Dislocation Slip Behavior of Ni Single Crystal Under Dynamic Compression

Abstract

Face-centered-cubic Ni single crystal was compressed along [011] direction at a strain rate of 103 s−1, and microscopic characterization of slip bands was analyzed to investigate dynamical deformation mechanism of the Ni single crystal. By analyzing Schmid Factor and orientation of slip bands, the specific slip planes were revealed. Furthermore, by analysis of Schmid Factors and dimensions of the deformed sample, the slip directions are revealed, and the ratio of the slipping-induced displacement (D-ratio) related to each slip system were determined. For comparison, quasi-static compression (at a strain rate of 10−3 s−1) along [011] direction was conducted to a same Ni single crystal sample.

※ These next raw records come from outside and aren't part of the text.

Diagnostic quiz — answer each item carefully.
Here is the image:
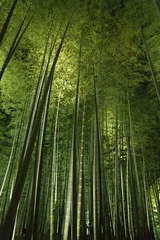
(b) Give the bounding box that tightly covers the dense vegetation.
[0,0,160,240]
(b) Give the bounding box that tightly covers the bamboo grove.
[0,0,160,240]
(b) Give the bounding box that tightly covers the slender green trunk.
[1,19,71,240]
[0,0,18,45]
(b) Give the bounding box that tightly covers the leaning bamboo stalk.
[140,26,160,103]
[0,0,18,45]
[77,100,85,240]
[1,15,71,240]
[50,95,60,240]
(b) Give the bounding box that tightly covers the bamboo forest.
[0,0,160,240]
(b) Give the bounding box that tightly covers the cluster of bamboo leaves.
[0,0,160,240]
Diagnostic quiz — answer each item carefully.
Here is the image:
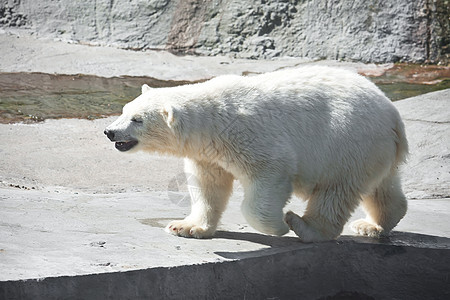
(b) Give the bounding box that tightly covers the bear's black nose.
[103,129,114,141]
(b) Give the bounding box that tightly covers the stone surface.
[0,0,450,63]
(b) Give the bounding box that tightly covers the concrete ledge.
[0,232,450,299]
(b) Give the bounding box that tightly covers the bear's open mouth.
[116,141,138,151]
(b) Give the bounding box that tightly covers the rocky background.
[0,0,450,64]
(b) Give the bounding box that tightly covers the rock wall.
[0,0,450,64]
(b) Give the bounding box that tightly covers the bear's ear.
[161,105,178,128]
[141,84,152,94]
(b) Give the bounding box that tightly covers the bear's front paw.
[166,220,215,239]
[350,219,384,238]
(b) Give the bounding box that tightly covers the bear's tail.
[393,117,409,168]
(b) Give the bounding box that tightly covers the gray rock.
[0,0,450,63]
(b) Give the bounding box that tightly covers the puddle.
[0,73,190,123]
[362,64,450,101]
[0,64,450,123]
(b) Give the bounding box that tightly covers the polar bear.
[104,66,408,242]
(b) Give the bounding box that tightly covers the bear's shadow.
[213,231,450,259]
[213,230,315,259]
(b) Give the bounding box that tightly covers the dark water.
[0,73,189,123]
[0,65,450,123]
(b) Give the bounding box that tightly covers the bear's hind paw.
[166,220,214,239]
[350,219,384,238]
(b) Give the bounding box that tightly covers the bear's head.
[104,84,181,152]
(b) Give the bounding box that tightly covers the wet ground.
[0,64,450,123]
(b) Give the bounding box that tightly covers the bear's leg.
[241,175,292,236]
[166,159,234,238]
[285,187,360,243]
[351,174,408,237]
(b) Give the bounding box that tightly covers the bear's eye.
[131,117,143,123]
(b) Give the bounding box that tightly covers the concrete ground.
[0,35,450,299]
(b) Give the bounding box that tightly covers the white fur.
[107,67,408,242]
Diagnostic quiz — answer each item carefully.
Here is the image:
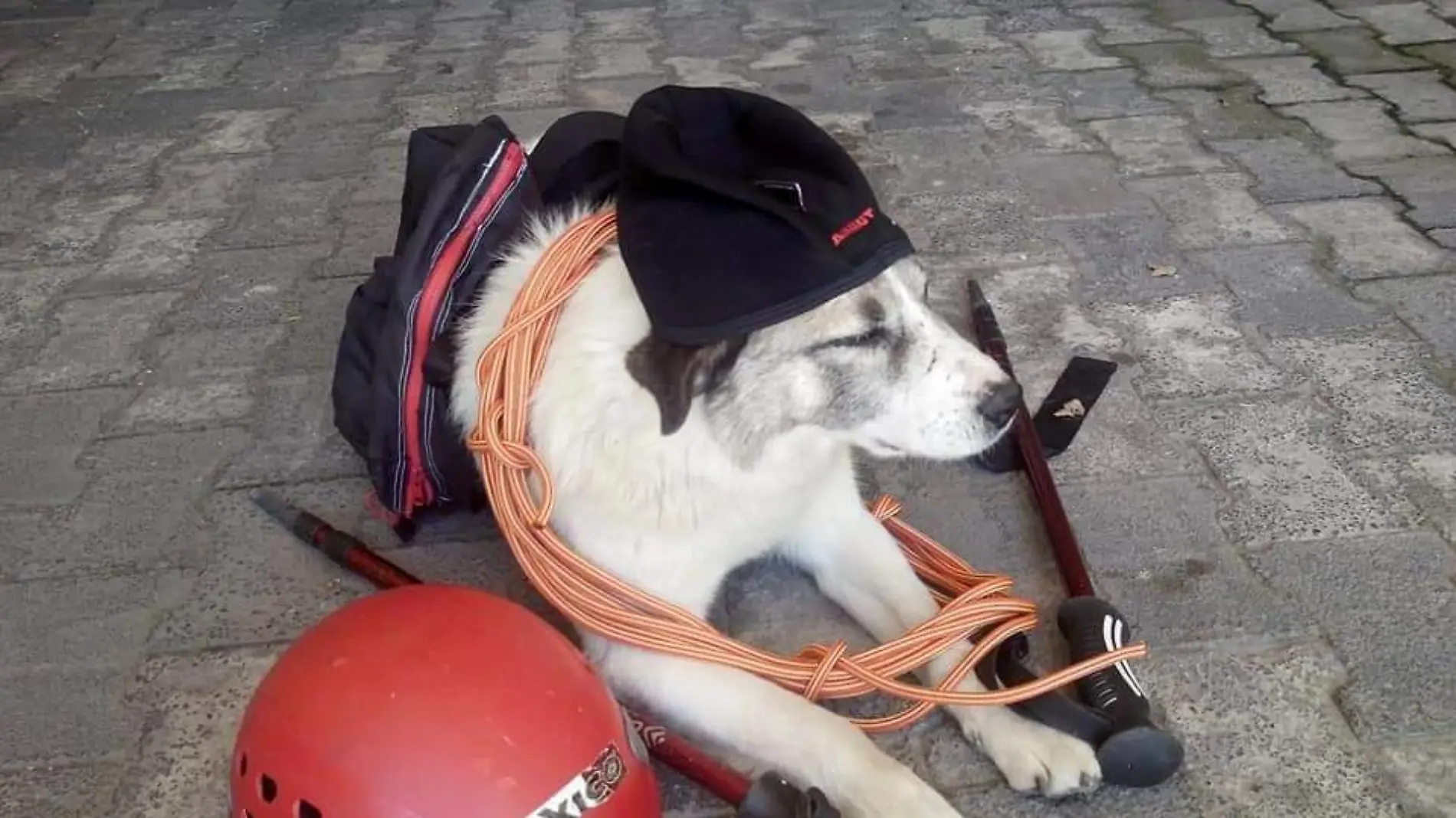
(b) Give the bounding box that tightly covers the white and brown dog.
[451,181,1100,818]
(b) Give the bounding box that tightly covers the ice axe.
[252,489,838,818]
[969,280,1184,787]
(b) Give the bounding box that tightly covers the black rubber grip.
[736,773,838,818]
[1057,597,1149,723]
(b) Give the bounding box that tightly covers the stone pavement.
[0,0,1456,818]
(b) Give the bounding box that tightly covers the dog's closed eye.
[814,326,890,351]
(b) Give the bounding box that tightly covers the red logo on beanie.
[828,207,875,247]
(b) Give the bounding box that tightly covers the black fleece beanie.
[618,86,913,345]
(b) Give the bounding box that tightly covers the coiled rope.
[469,211,1147,732]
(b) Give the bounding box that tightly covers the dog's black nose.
[976,380,1021,428]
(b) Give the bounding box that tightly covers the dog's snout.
[977,380,1021,428]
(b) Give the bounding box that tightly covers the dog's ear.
[626,333,747,435]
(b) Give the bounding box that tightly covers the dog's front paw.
[835,763,964,818]
[966,708,1102,797]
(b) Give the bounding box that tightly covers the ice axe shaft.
[969,280,1184,786]
[254,490,838,818]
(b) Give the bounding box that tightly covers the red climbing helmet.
[230,585,663,818]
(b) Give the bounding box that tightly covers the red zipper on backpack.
[399,141,526,517]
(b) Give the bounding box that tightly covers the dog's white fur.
[451,163,1100,818]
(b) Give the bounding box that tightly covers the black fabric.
[618,86,913,345]
[332,116,540,540]
[532,110,626,208]
[974,355,1117,473]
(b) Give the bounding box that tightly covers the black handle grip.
[736,773,838,818]
[1057,597,1184,787]
[1057,597,1149,723]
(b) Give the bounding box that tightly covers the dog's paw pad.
[982,719,1102,797]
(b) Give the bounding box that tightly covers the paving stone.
[1159,396,1411,545]
[1356,275,1456,361]
[268,278,364,372]
[962,102,1098,153]
[1051,214,1220,301]
[208,179,348,249]
[0,388,128,505]
[1173,15,1299,58]
[20,192,141,265]
[1251,533,1456,741]
[87,218,218,290]
[1127,173,1300,249]
[1349,155,1456,230]
[0,265,93,349]
[1289,28,1425,76]
[110,326,284,434]
[0,764,125,818]
[1094,544,1304,650]
[1094,294,1289,401]
[1087,116,1225,175]
[1349,3,1456,45]
[152,482,372,652]
[996,154,1153,220]
[166,244,333,332]
[1058,471,1226,568]
[1278,198,1453,280]
[0,665,141,766]
[1158,84,1313,139]
[217,371,364,488]
[894,191,1058,267]
[1149,0,1254,23]
[1274,327,1456,451]
[1402,42,1456,71]
[130,157,265,221]
[1239,0,1360,34]
[116,646,283,818]
[1208,137,1385,204]
[1057,68,1172,121]
[54,136,175,198]
[11,430,246,579]
[178,110,290,160]
[1283,99,1449,162]
[0,571,191,669]
[1411,123,1456,147]
[1194,244,1389,336]
[3,291,181,390]
[1347,71,1456,123]
[1077,6,1191,45]
[1108,42,1241,89]
[1380,737,1456,818]
[1220,57,1366,105]
[1012,29,1124,71]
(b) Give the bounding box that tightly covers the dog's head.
[628,257,1021,459]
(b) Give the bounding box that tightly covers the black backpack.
[332,110,623,540]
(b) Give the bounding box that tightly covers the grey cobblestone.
[1349,155,1456,230]
[1287,28,1425,74]
[1280,198,1451,280]
[1252,534,1456,739]
[1173,15,1299,57]
[1210,137,1385,204]
[1346,71,1456,123]
[8,0,1456,818]
[1349,3,1456,45]
[1284,100,1450,162]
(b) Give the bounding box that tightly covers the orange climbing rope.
[469,211,1147,732]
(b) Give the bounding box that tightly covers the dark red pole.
[254,492,751,807]
[969,280,1095,597]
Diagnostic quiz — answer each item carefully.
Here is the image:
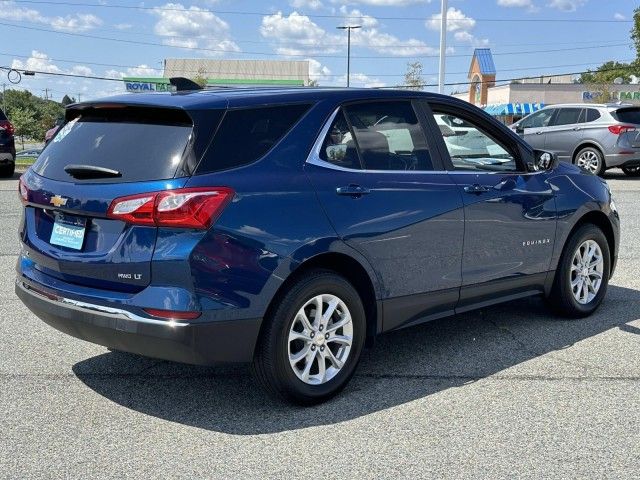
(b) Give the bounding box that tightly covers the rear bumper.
[15,278,261,365]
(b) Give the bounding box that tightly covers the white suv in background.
[511,103,640,176]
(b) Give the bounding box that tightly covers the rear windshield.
[611,108,640,124]
[33,107,193,183]
[196,104,310,173]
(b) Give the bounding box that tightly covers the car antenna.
[169,77,202,92]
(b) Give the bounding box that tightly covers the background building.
[453,48,640,123]
[124,58,309,92]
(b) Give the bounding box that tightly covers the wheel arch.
[571,140,607,168]
[260,252,382,346]
[561,210,617,273]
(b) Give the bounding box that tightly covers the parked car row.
[511,104,640,176]
[15,88,620,404]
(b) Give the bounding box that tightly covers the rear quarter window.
[196,104,311,174]
[611,108,640,124]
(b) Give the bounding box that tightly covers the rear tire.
[622,166,640,177]
[252,270,366,405]
[574,147,607,175]
[547,224,611,318]
[0,163,16,178]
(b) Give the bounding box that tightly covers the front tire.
[252,270,366,405]
[548,224,611,318]
[575,147,606,175]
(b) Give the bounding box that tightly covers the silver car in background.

Results show that the dynamic deformation process (at a strain rate of 103 s−1) of Ni single crystal is accomplished via dislocation slip, and the activated slip systems under dynamic loading are proved to be (111) $$[\bar{1}10]$$ , (111) $$[\bar{1}01]$$ , $$(\bar{1}11)$$ [110] and $$(\bar{1}11)$$ [101]. Moreover, the quasi-static compression experimental results show the same slip systems, and the calculated slipping-induced displacement related to above 4 slip system have a ratio of nearly 1:3.8:3.8:1 under quasi-static compression. Thus, in a considerable strain rate range from 10−3 to 103 s−1, the activated slip systems and the ratio of their corresponding slipping-induced displacement are the same. However, experimental results show that, the slip bands on side surface of Ni single crystal subjected to dynamic compression is denser than that of the quasi-static compressed sample, indicating that the slip bands are formed more easily under dynamic loading condition.